# chewing on clothes, annointing?



## SweetLittleFarm

Our new hedgie, Zeek, has, on a couple of occasions, pulled on my shirt with his teeth. I thought perhaps he was trying to pull it over his head to cover up with at first. After several tugs on it he would then annoint himself. He repeated this a few times. The next day he did the same thing while on my lap. I've read they will do this with new foods, but my clothes? Any idea what he's doing? Is this his way of getting used to my scent? It's so interesting to watch him as he gets a little more comfortable with us, he is quite entertaining!

TIA,
Debbi


----------



## Nancy

That is totally normal. Many hedgehogs love to chew on our clothing, or cloth that smells good to them.


----------



## Puffers315

They'll annoit with just about anything, not just food. My guys are crazy for my belt, its one of those woven fabric ones but if its unbuckled and the tongue is showing, its annoit city. I've watched my girl annoit with my dresser before (its an antique). The three things to watch out for when they're chewing on your shirt, if you're a guy, they might grab your chest hair, sometimes they might grab hard and get your skin, and if you're sitting they're on your chest, they seem to become hipnotised when annoiting, I've had my guys basically roll down the front of me when scrunching up for annoiting. Perfect hedgie behavior though


----------



## PJM

Enjoy it - it's normal - & hilarious! :lol:


----------



## MoonbeamHH

Mine likes to play with my necklace, I think she is attracted to sterling silver necklaces that is on my neck. :lol: She likes to bob it back and forth, then she'll anoint then go back to the same thing. I have thought about buying a small bell and have it attached to the cage n see if she'll do the same thing.


----------



## Godzilla Girl

Nigel will anoint with my wool sweaters, but only the wool ones. He has no use for artificial fibers.


----------



## Nell

It's hedgehog for "I like this smell." 

My hedgehog is nuts about deodorant... he's pretty much an armpit shark as a result if it's been freshly applied. 
Other known targets:
My marketing book.
Cilantro
The first mealworm he ate. 
My bed sheets (He would get mad when I tried helping him pull a chunk of an otherwise tightly stretched sheet)
My recently washed hair (I think he's all about human scenting products...he'd probably go nuts in a perfume store)

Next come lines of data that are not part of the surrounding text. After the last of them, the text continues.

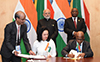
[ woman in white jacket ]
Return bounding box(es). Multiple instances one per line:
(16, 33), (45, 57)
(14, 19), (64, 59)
(32, 26), (56, 57)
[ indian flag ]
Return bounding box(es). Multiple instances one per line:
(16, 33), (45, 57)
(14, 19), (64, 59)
(35, 0), (71, 57)
(52, 0), (71, 57)
(14, 0), (37, 62)
(70, 0), (90, 42)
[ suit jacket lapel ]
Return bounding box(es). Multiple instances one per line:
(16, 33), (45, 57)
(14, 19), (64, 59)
(77, 17), (80, 29)
(82, 42), (85, 52)
(13, 21), (17, 35)
(71, 17), (75, 29)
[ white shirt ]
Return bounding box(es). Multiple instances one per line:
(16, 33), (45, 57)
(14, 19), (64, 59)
(32, 39), (56, 57)
(72, 17), (77, 35)
(72, 17), (77, 24)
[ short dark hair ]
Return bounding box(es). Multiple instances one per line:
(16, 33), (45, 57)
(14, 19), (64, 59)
(37, 26), (50, 42)
(15, 12), (20, 19)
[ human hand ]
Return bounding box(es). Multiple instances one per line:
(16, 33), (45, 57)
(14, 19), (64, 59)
(67, 54), (75, 58)
(48, 55), (51, 58)
(77, 53), (85, 58)
(14, 51), (19, 56)
(29, 50), (36, 55)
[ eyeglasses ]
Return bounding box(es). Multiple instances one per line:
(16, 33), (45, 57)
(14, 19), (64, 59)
(76, 39), (84, 41)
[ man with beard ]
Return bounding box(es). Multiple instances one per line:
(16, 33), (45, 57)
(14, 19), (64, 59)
(37, 9), (58, 45)
(64, 8), (86, 43)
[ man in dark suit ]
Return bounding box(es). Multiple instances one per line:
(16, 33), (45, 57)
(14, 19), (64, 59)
(37, 9), (58, 44)
(1, 11), (34, 62)
(61, 31), (93, 58)
(64, 8), (86, 43)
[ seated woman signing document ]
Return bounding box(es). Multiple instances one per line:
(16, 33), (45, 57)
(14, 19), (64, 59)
(32, 26), (56, 57)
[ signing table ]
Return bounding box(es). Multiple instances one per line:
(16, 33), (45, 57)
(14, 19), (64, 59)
(26, 57), (100, 62)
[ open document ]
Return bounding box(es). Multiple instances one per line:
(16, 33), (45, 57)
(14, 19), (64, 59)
(17, 54), (46, 59)
(64, 50), (81, 59)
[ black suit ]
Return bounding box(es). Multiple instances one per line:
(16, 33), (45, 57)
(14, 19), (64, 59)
(1, 21), (31, 61)
(61, 40), (93, 57)
(37, 18), (58, 44)
(64, 17), (86, 43)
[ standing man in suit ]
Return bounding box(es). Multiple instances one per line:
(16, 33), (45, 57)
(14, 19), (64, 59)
(64, 8), (86, 43)
(37, 9), (58, 45)
(1, 11), (34, 62)
(61, 31), (93, 58)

I wish he'd anoint more...even when he seems to be exceedingly pissed when he finds an anointing target it's like he forgets about everything.


----------



## MomLady

My Nara has only anointed once and it was over my hair.

She does like to chew on my t-shirt and leaves "wet patches".

She is fascinated by my metal zipper pull on my jacket. I try to keep her from chewing on it; I don't want her to break her teeth or anything. She gives me a huff for stopping her. 

Sometimes it's for their own good!

Donna


----------



## Olympia

Clémentine doesn't anoint much but she likes to bite buttons and also the ruffle on of my blouses.

Zoé will anoint on just about any food that is not her regular kibble or meal worms. It makes it fun to give her new treats but very messy.


----------



## spastic_jedi

Moose goes nuts for my socks when I am sitting on the floor with him. If I am laying down he'll attack my armpit (I guess he can smell the deodorant) :lol: 

Hiccup loves to chew on my best friend's jeans and his socks :lol:


----------



## dreslerhedgehog

my hedgehog likes to eat my smelly socks, is it okay that I let him do it? or is it bad for him


----------



## nikki

Please check the date on a thread before posting. This thread is from 2010 so it's eight years old. Do not post on old threads. If you have a question start your own thread with the question.


----------